杉並区のTさんがダックスのリフレッシュを依頼してきました。数カ月前にパンクしたきり放置してあったそうです。主な依頼内容は、前後タイヤ交換、シートの張り替え、スロットルの戻りが悪い、ドライブチェーンの交換です。これで11月にロングツーリングに出かけるということです。前回の整備からもう数年経過しているので他の部分もひととおり整備してみましょう。

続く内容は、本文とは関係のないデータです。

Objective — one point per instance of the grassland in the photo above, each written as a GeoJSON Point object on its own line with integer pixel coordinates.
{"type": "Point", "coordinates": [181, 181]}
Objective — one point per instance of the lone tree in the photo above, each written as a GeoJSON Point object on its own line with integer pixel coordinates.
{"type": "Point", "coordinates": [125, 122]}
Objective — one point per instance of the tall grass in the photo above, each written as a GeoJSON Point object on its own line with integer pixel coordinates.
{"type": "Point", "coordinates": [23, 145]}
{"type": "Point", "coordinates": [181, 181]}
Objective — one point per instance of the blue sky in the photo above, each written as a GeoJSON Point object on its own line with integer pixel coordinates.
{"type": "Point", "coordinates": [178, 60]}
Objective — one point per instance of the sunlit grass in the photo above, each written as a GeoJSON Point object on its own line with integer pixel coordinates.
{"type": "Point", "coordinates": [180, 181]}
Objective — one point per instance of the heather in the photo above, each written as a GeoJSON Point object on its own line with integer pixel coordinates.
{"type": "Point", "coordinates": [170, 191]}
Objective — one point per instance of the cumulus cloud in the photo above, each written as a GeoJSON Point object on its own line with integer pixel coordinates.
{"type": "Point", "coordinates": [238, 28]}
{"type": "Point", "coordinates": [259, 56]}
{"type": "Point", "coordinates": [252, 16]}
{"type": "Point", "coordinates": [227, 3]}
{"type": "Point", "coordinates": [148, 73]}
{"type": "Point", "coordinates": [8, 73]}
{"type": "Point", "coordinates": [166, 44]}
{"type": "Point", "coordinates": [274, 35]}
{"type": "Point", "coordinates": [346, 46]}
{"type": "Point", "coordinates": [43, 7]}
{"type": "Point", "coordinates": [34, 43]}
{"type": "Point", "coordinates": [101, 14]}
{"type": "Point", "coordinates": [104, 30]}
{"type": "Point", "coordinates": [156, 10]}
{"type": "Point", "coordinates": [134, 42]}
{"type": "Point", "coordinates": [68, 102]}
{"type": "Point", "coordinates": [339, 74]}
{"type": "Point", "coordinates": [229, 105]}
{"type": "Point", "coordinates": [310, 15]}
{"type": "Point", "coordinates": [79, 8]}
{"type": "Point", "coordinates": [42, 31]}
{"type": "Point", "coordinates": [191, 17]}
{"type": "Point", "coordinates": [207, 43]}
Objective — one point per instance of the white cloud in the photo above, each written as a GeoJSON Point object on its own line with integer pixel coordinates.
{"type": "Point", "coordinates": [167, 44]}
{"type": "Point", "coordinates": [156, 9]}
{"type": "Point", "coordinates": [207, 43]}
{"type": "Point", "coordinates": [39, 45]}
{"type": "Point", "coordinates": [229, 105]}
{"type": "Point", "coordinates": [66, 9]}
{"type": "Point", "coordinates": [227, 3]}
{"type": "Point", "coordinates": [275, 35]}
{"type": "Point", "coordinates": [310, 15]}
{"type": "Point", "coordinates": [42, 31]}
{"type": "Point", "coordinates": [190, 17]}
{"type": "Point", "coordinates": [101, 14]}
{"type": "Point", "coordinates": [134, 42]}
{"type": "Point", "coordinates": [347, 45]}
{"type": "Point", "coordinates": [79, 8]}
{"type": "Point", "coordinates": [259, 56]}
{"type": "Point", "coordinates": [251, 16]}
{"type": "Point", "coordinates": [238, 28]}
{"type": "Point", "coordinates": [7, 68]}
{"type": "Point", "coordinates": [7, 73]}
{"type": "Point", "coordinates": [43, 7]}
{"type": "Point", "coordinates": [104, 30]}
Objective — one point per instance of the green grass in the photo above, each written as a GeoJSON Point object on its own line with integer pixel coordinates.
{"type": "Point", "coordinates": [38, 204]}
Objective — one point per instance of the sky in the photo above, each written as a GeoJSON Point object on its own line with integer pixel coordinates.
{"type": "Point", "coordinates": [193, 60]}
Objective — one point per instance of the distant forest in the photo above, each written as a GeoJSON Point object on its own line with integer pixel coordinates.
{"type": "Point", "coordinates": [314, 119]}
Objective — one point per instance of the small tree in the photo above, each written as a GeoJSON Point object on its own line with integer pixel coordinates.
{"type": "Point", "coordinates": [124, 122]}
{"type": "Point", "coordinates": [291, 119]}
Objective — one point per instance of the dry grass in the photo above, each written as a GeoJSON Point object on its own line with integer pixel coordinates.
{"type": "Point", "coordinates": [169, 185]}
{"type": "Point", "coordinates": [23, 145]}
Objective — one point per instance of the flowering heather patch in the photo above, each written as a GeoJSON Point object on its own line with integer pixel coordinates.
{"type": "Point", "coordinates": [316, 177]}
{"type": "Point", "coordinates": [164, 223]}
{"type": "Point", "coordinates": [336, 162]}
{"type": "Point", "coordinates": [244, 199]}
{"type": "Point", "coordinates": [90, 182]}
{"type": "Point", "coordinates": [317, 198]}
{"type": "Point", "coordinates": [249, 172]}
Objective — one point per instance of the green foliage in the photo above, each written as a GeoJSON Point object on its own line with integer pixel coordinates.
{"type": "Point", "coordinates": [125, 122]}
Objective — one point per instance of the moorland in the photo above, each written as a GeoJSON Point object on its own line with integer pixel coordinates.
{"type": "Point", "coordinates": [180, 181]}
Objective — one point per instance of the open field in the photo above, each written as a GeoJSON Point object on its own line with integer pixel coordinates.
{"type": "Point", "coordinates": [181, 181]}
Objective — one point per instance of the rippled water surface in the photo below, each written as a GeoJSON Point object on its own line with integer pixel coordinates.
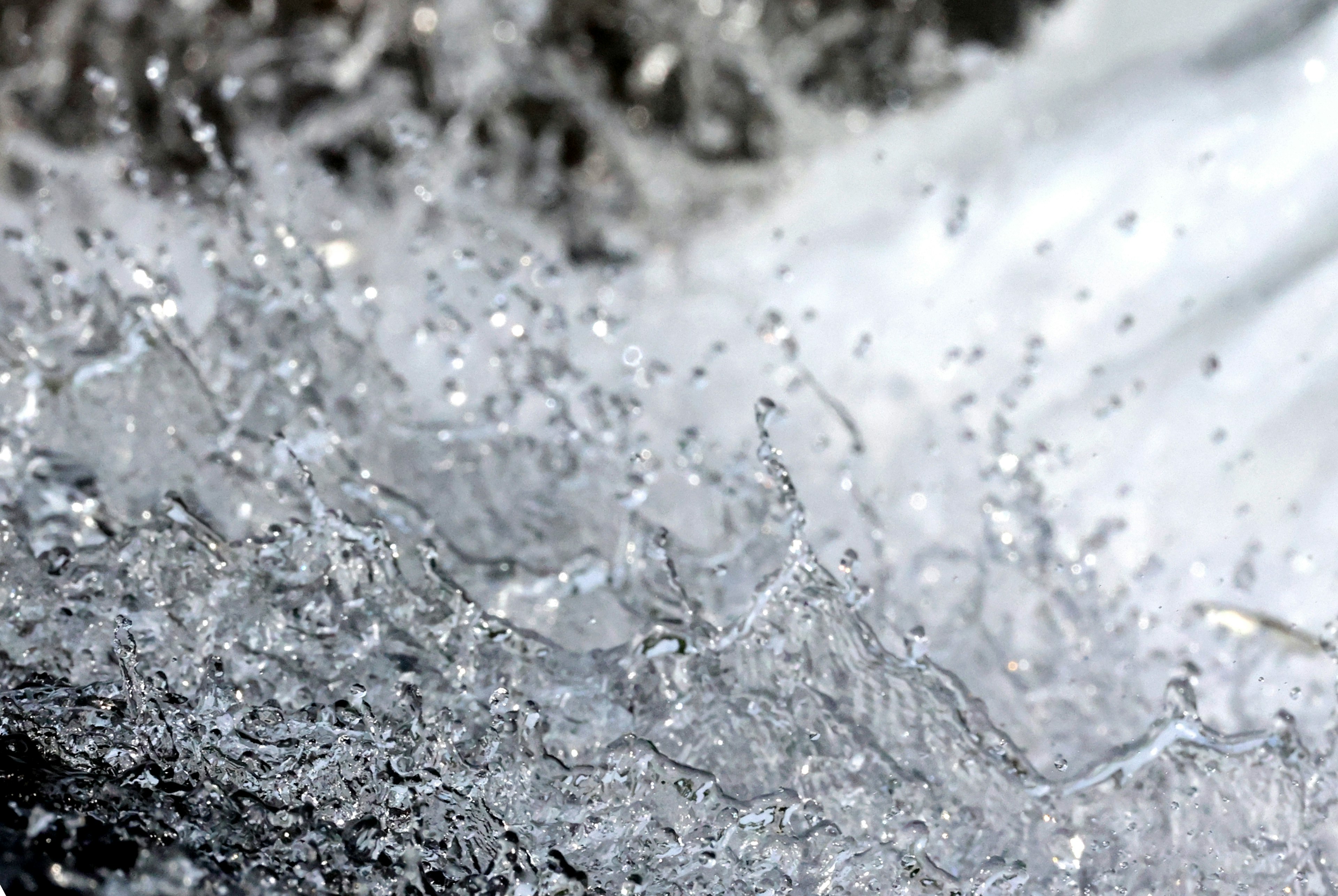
{"type": "Point", "coordinates": [906, 471]}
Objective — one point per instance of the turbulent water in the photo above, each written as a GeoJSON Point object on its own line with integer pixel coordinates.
{"type": "Point", "coordinates": [372, 529]}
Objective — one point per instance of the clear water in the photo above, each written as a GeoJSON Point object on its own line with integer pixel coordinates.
{"type": "Point", "coordinates": [364, 546]}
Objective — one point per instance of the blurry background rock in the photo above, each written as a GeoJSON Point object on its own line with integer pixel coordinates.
{"type": "Point", "coordinates": [597, 113]}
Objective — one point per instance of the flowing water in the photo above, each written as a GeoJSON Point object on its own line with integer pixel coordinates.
{"type": "Point", "coordinates": [874, 522]}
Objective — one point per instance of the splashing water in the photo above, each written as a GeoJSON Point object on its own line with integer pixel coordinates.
{"type": "Point", "coordinates": [371, 559]}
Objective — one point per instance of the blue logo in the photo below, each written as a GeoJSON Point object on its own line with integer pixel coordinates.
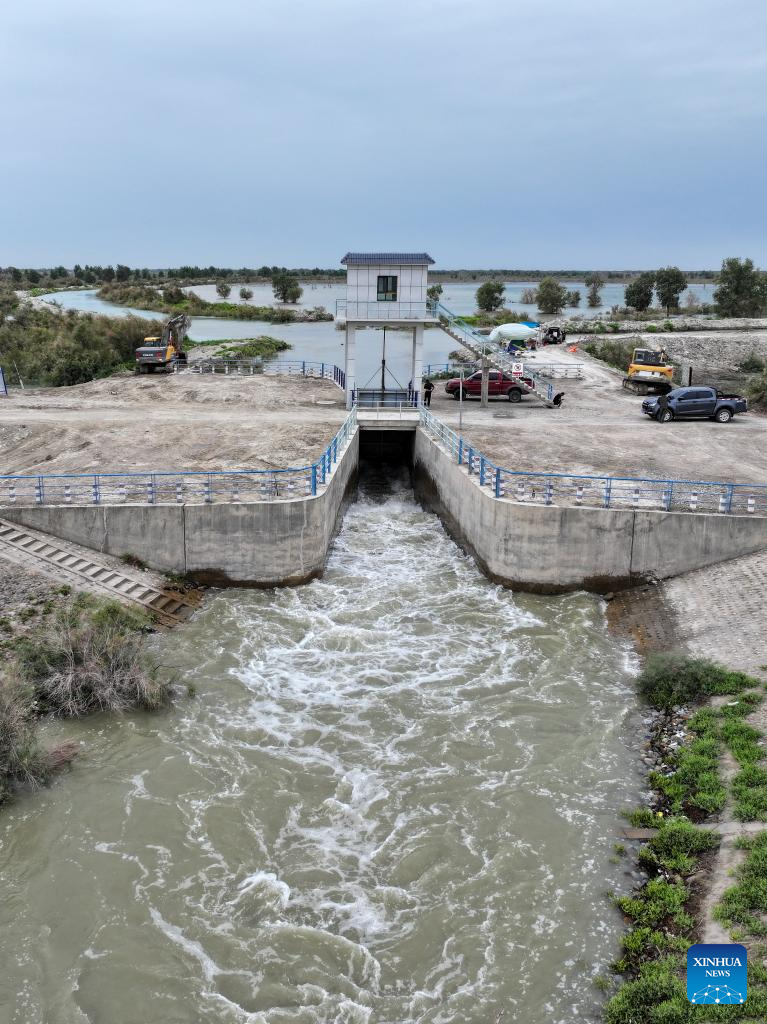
{"type": "Point", "coordinates": [717, 974]}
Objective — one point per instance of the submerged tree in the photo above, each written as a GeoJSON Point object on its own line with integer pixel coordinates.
{"type": "Point", "coordinates": [491, 296]}
{"type": "Point", "coordinates": [638, 294]}
{"type": "Point", "coordinates": [286, 287]}
{"type": "Point", "coordinates": [670, 283]}
{"type": "Point", "coordinates": [551, 296]}
{"type": "Point", "coordinates": [595, 283]}
{"type": "Point", "coordinates": [742, 289]}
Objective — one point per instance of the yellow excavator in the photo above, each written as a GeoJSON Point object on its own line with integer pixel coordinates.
{"type": "Point", "coordinates": [649, 371]}
{"type": "Point", "coordinates": [164, 351]}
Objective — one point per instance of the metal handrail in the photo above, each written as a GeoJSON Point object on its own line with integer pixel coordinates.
{"type": "Point", "coordinates": [601, 492]}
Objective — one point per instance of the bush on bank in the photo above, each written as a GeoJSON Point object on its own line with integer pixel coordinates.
{"type": "Point", "coordinates": [59, 349]}
{"type": "Point", "coordinates": [86, 657]}
{"type": "Point", "coordinates": [673, 679]}
{"type": "Point", "coordinates": [89, 658]}
{"type": "Point", "coordinates": [653, 952]}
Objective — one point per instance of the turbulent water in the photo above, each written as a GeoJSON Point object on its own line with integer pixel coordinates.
{"type": "Point", "coordinates": [393, 799]}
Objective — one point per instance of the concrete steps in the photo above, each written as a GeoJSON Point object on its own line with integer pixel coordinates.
{"type": "Point", "coordinates": [69, 562]}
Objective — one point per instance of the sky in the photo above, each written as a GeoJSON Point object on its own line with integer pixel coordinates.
{"type": "Point", "coordinates": [491, 133]}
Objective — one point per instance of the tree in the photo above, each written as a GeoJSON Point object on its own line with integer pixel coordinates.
{"type": "Point", "coordinates": [742, 289]}
{"type": "Point", "coordinates": [670, 283]}
{"type": "Point", "coordinates": [638, 294]}
{"type": "Point", "coordinates": [551, 296]}
{"type": "Point", "coordinates": [491, 296]}
{"type": "Point", "coordinates": [286, 287]}
{"type": "Point", "coordinates": [595, 283]}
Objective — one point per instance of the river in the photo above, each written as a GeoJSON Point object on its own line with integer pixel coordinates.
{"type": "Point", "coordinates": [392, 799]}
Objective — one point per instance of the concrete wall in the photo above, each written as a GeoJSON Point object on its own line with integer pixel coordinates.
{"type": "Point", "coordinates": [260, 544]}
{"type": "Point", "coordinates": [551, 549]}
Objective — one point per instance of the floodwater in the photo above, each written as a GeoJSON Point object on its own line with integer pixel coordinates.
{"type": "Point", "coordinates": [392, 800]}
{"type": "Point", "coordinates": [323, 342]}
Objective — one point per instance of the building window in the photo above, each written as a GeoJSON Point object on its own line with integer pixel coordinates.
{"type": "Point", "coordinates": [386, 288]}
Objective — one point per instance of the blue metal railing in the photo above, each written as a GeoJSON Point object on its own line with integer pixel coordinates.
{"type": "Point", "coordinates": [290, 368]}
{"type": "Point", "coordinates": [599, 492]}
{"type": "Point", "coordinates": [177, 486]}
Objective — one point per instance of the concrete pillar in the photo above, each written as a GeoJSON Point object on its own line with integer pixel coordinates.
{"type": "Point", "coordinates": [418, 358]}
{"type": "Point", "coordinates": [349, 361]}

センタースタンドのおかげ センタースタンドがあるとホイールの脱着も苦労がありません。ワイヤーやリンクをはずし、リアのチェーンはミッションカウンターシャフト部分のドライブギアを外すと作業が楽です。 |
タイヤ屋やバイク屋ではやってくれない 合わせホイールは継ぎ目から侵入する雨などで内部が錆びていることが多いですね。このまま腐食がすすむとチューブを傷つけてパンクの原因にもなりますので、カップブラシでサビを落として錆び止めを吹いておきました。これでも次回はまた錆びていることでしょう。 |
ブレーキの洗浄 せっかくハブが単体になったのだから避けて通るわけにはいきませんね。ドラム内部にたまったライニングの粉や古くなったグリスなどを取り除きます。ブレーキシューは強力なバネでひっぱられていますが、コツさえわかれば上の写真のように工具無しで簡単に外れてくれます。 |
ブレーキ整備のキモ ドラム内部やライニングの状態を整えるのはもちろんですが、ブレーキフィーリングにおいて重要なのがブレーキカムの動きです。この部分はサビが発生していることが多く、これを解決すると見違えるフィーリングとなります。ブレーキ周りのグリスは少なからずおおからずです。 |
タイヤの装着 新品のタイヤはビード(内周部分)が堅いので、タイヤ屋さんにはビード落とし専用のクリームがあります。かわりにママレモンなどの洗剤などでもOKですが、最近ではいたるところに大活躍のシリコンスプレーを使用しています。 |
ホイールの向きとタイヤの位置 進行方向に設定のあるタイヤを装着する場合は合わせホイールのエアバルブの穴の向きとの関係をあらかじめ良く覚えておきましょう。また、タイヤには「ここがバルブの位置ですよ」というマーク(写真参照)がついてますのでそれも合わせておきましょう。 |
チェーンの長さを整える 汎用のチェーンは長さが決まっている為、車両のタイプによってコマの数をあわせる必要があります。写真にあるようなチェーンカッターがあるとラクチンですが、初めて使用する時は古いチェーンで練習した方がよいでしょう。 |
チェーンを張る コマの数え方はクリップ部分も含めたピンの数です。セッテイングによるスプロケットの交換などの場合もチェーンの長さは変わってきますのでコマ数の調整は重要です。クリップは進行方向がクローズになるように確実に装着します。 |
シートベースがボロボロ シートの表皮が破れて雨をたっぷり吸い込んでいたのでしょう。ベースの鉄板が割れちゃってますので張り替えはムリですね。 |
困った時にはヤフ−オークション オークションで落札した当時モノの70cc用は値段のワリに予想以上に状態が良く満足です。この車両も50を72ccにボアアップしているのでちょうどいいですね。この時代のシートデザインはカッコいいですね。うらやましいです。 |
各パーツ類の交換がおわり、スロットルの分解修正グリスアップ、キャブのオーバーホールと点火タイミングの調整を施してひととおり終了です。カブエンジンのタイミング調整はフライホイールが小さい分だけ点火マークの位置合わせが非常にシビアです。しかし、ばっちり合わせると見違える調子を発揮しますね。もっとも、結構ずれててもそこそこ走っちゃうんですが、そこがこのエンジンのいいところでもあります。
できあがったのでウチのシャリーと並べてみました。兄弟モデルだけあって良く似てます。オジサンとオバサンという感じですね。エンジンももちろんですが、車体構成部品の互換性もそこそこあるので、低年式シャリーはダックスの部品取りとしてずいぶん潰されちゃったようです。特に鉄フェンダーなどは人気がありました。ちょうどバモスとTNの関係に似てますね。